Analysing events, drawing conclusions… and then realising you’ve been taught those exact lessons more than once before. I guess it’s a weakness for most of us; needing evidence to truly believe in the path we’re taking, needing results to trust the process.  They’re probably the three most used words in the athlete world, and yet I think we say it as a reminder to ourselves rather than a statement of intent. But isn’t that the definition of trust? To have complete faith in something we have no definitive proof of?

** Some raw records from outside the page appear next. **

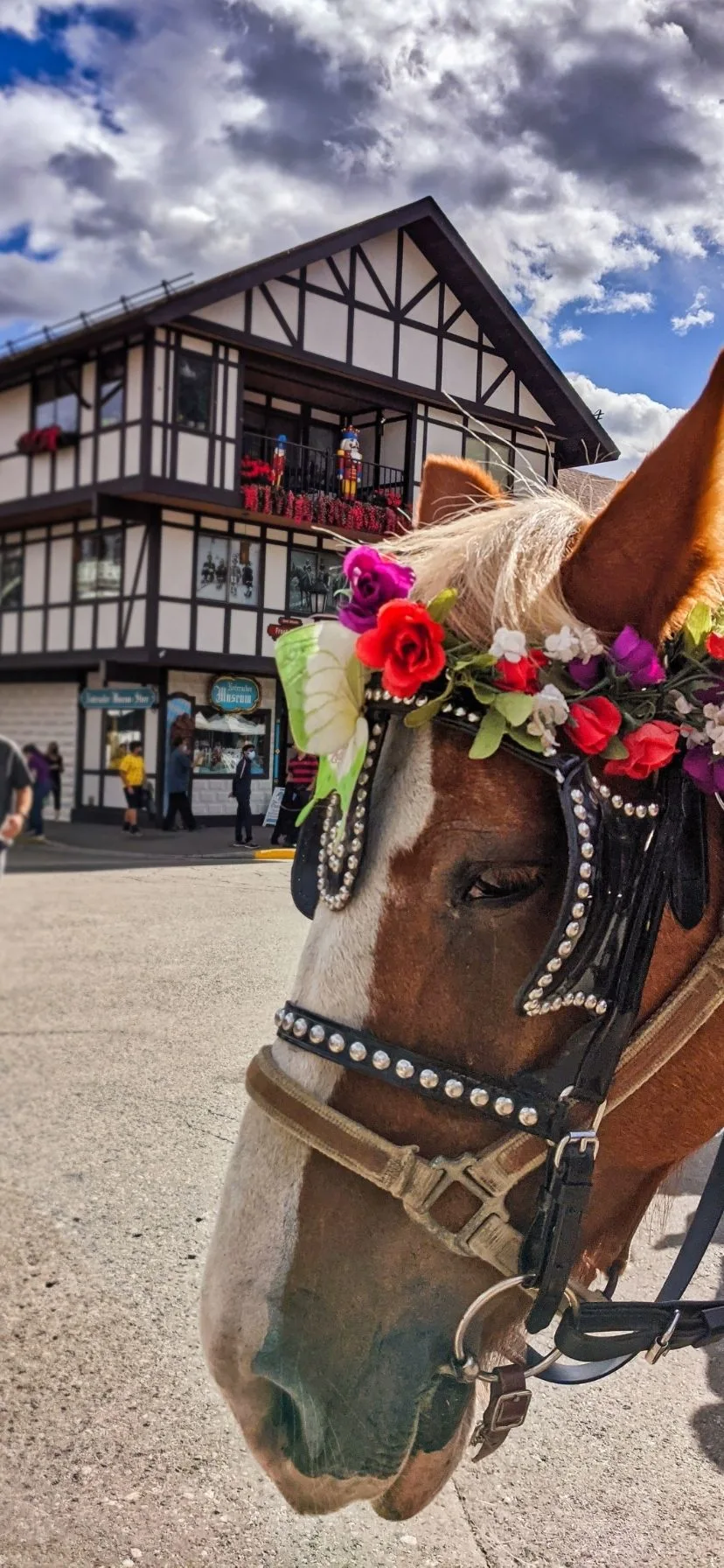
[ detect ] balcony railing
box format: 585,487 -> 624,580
241,431 -> 404,507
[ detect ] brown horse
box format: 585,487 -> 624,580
202,359 -> 724,1519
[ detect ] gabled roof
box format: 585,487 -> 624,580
0,196 -> 619,464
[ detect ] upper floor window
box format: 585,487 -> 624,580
99,348 -> 125,425
73,528 -> 122,600
176,348 -> 213,431
33,368 -> 80,433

There will be people that tell you there is proof. Well intentioned and highly reputable people who believe in you, people who undoubtedly know what they’re talking about, telling you “you’re doing things the right way”, that “it was only a matter of time”, or that “it’s the first of many”. And however much you trust these people, however much you respect them; seek out their opinions, advice and expertise in every other area, no one can make you trust yourself apart from, shock, yourself. To put it as simply as possible, the reason I have my first win on the LET is the same reason I was able to tee off the 18th with a two shot lead, knowing that a week’s work can implode in the space of a heartbeat, and still produce two of my best shots all week. I had complete trust in myself and my own ability.

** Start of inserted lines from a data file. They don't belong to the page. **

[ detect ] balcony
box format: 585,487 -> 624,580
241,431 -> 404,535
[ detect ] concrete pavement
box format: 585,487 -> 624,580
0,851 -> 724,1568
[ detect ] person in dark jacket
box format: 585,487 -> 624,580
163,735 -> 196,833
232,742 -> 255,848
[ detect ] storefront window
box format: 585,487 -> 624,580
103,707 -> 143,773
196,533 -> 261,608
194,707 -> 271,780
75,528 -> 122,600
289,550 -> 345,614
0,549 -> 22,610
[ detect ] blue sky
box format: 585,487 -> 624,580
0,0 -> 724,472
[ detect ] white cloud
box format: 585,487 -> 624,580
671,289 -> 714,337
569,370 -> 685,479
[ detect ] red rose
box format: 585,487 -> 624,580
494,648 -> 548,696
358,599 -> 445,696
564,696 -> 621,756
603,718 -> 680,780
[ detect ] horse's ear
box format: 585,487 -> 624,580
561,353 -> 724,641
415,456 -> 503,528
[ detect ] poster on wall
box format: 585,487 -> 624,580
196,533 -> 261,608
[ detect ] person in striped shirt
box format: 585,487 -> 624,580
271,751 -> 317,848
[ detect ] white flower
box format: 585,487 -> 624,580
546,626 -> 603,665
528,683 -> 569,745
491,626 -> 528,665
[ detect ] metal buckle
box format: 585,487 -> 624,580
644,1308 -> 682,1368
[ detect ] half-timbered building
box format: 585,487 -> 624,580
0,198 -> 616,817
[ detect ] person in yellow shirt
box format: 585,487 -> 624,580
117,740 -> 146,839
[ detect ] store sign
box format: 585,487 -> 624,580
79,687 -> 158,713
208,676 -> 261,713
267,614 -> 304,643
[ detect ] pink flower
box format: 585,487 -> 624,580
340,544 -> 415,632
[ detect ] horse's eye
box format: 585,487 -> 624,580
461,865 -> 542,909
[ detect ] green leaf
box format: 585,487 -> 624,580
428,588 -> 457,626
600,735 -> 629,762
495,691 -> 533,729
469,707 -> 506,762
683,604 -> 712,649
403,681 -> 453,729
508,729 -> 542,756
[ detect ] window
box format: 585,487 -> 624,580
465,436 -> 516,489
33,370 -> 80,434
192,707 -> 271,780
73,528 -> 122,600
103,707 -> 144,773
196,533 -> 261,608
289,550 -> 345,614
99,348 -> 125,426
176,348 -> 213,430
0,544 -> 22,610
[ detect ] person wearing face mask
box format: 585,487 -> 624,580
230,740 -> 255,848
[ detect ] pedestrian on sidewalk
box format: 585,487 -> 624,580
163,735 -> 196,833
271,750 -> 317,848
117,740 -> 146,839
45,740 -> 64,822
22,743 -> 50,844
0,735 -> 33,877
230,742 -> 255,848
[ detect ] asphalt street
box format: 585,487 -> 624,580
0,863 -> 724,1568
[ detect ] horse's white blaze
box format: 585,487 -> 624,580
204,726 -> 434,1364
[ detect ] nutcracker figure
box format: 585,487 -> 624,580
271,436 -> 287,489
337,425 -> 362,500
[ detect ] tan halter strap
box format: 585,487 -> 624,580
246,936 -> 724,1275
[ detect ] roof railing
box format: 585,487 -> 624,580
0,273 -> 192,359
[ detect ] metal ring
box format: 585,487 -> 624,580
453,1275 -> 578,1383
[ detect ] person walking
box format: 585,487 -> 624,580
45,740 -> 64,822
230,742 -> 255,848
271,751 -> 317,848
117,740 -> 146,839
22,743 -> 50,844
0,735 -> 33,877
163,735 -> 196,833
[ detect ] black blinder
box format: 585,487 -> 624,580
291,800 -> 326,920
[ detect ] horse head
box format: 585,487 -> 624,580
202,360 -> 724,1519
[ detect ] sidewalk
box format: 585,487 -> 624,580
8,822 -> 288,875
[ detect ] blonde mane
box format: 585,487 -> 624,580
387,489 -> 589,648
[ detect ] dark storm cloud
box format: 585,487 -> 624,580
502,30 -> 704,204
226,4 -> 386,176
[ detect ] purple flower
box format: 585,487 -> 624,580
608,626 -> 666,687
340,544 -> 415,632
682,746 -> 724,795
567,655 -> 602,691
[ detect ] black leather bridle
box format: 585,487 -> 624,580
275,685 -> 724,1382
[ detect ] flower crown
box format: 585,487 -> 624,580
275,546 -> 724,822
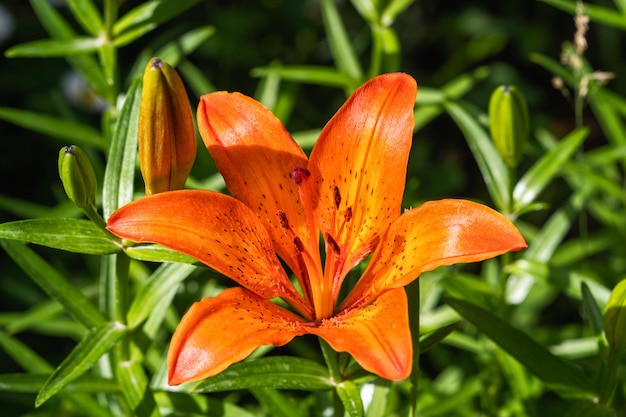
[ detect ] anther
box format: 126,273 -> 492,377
292,168 -> 311,184
326,233 -> 341,255
333,185 -> 341,210
276,210 -> 289,229
343,207 -> 352,222
293,236 -> 304,252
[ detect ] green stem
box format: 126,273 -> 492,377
406,279 -> 420,417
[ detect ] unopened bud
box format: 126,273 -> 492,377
139,58 -> 196,195
489,86 -> 530,168
604,279 -> 626,351
59,145 -> 98,210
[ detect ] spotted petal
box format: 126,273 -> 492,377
342,199 -> 526,308
309,74 -> 417,296
107,190 -> 310,316
307,288 -> 413,380
198,92 -> 317,285
167,288 -> 304,385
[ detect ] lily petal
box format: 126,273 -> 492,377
167,288 -> 304,385
340,199 -> 527,308
198,92 -> 317,285
107,190 -> 310,316
307,288 -> 413,380
309,73 -> 417,296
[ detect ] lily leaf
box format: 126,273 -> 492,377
31,0 -> 114,101
447,299 -> 592,396
0,107 -> 104,149
67,0 -> 104,37
251,65 -> 351,88
102,80 -> 141,219
0,218 -> 121,255
336,381 -> 365,417
113,0 -> 201,46
35,323 -> 126,407
513,128 -> 589,212
128,264 -> 196,329
0,373 -> 119,394
0,239 -> 105,328
446,102 -> 511,213
195,356 -> 334,392
541,0 -> 626,30
6,37 -> 102,58
321,0 -> 363,86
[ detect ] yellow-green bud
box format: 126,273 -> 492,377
489,85 -> 530,168
59,145 -> 98,210
139,58 -> 196,195
604,279 -> 626,351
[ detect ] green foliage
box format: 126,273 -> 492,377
0,0 -> 626,417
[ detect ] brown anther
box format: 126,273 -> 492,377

But trying to figure out why I was able to do that that week is the part that possibly doesn’t quite add up on the outside. There’s probably too strong of an assumption in the sporting world that wins or good performances follow a specific set of rules, with very limited variations. Wins come because you’ve been putting in good performances, you’ve been showing signs of consistency, you’ve been in contention regularly. Or you are back somewhere you’ve done well at before; you’ve had a trigger for good vibes. I’ve had reasons to believe in myself and my own capability, I won’t doubt that. I’ve had weeks where I’ve looked at winning scores and known with complete certainty they were in my grasp, weeks where I’ve thought anything might be possible. But most of those weeks have stemmed from one of those sets of rules that I just mentioned. Weeks when maybe the odds might have leant slightly more in my favour. Weeks that weren’t on the back of two missed cuts out of three and a two month stroke average of 75. Weeks where I hadn’t spent parts of the previous events wondering if I’d reached my maximum. If I wasn’t going to achieve any kind of successful result because I just needed some practice time that I wasn’t able to get. If the strongest parts of my game would never be enough to hold the weakest parts together.

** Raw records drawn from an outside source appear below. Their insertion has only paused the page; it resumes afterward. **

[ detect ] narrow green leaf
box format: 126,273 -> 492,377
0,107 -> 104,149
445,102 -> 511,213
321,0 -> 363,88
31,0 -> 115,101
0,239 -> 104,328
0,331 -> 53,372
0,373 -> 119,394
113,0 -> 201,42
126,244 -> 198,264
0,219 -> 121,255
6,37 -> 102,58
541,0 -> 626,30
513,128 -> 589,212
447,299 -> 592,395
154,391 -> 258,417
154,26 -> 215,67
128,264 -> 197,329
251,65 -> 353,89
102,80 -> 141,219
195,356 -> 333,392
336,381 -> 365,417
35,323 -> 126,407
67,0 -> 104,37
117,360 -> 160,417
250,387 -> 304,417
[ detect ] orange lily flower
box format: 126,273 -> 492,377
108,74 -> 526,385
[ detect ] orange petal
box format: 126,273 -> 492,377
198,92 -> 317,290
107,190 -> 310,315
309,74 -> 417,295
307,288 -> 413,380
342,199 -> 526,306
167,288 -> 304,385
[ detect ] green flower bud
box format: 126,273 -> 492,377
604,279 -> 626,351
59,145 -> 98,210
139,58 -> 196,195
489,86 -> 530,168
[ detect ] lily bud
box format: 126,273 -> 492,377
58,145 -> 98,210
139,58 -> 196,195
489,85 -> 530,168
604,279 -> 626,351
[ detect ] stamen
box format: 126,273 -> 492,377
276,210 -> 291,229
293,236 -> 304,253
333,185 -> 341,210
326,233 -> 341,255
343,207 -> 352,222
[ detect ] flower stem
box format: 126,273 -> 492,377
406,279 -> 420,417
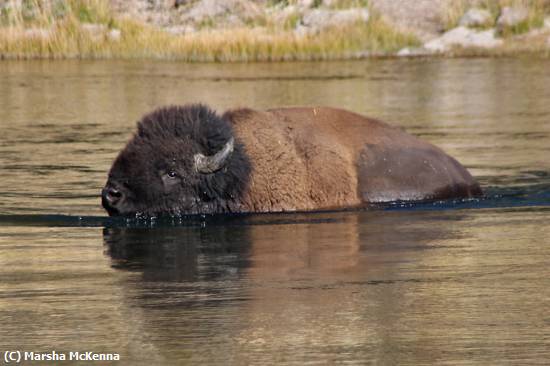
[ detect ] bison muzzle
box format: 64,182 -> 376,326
102,105 -> 481,216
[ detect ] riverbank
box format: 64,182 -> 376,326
0,0 -> 550,62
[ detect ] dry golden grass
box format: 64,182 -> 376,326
0,0 -> 418,62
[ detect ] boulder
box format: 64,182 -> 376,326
296,8 -> 370,35
396,47 -> 433,57
497,6 -> 529,29
183,0 -> 262,25
424,27 -> 503,52
459,8 -> 493,28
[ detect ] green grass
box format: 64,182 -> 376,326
0,0 -> 419,62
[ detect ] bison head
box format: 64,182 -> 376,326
102,105 -> 250,216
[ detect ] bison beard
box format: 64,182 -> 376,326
102,105 -> 481,216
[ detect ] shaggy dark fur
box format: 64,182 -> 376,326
104,105 -> 251,215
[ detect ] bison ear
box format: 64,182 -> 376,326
194,137 -> 235,174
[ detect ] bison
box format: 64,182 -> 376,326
102,104 -> 481,216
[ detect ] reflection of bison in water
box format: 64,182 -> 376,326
102,105 -> 481,215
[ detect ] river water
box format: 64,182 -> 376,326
0,58 -> 550,365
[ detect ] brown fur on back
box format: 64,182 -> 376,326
224,107 -> 480,212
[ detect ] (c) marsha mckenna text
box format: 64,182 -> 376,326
4,351 -> 120,363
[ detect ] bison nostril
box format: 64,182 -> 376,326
107,188 -> 122,200
102,187 -> 123,207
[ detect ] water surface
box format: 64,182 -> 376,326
0,58 -> 550,365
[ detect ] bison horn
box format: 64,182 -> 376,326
195,137 -> 234,174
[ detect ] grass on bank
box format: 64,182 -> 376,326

Analysis, rationality, doubts, plans, trust… all full cycle, day after day, week after week. Not knowing when, or if, it was all going to come together. Not knowing when, or if, or why, I could even get back to the level of performance I was producing a few months previously, when I believed I’d spent the time in between making myself better. But seeing the smallest of signs and trusting them… engaging in those processes that seem to be going full cycle, and realising they are edging you closer… knowing when to question, when to adapt, when to trust. Who to turn to. They all bridge the narrowing gap that might look like a chasm from the outside. They all bring you closer to the place I found myself in in Coffs Harbour, a place where I felt like limits was just a word and capability was undefined.

Corpus Callosum. It’s the name given for the structure that connects the left and right sides of your brain. The place where logic meets imagination, where reason meets intuition, where fact meets trust. Maybe it’s the scientific name for that place every athlete strives to get into… the place every athlete knows is where the magic happens, the place every athlete knows their performance will find new bounds, the place where every athlete wonders how all the endless complications can suddenly feel so simple. The place where you feel in more control than you ever thought was possible, and somehow completely out of control at the same time. The place you can only find by not looking for. The place where knowing you are in it takes you straight back out of it. The place where all your potential is laid out in its purest, barest form, simultaneously scaring and exciting you. The place you weren’t sure you could hold onto for long enough to believe it was real. The place you train for, sweat for, despair for, live for. The place some people call the zone. The place that makes it all worth it.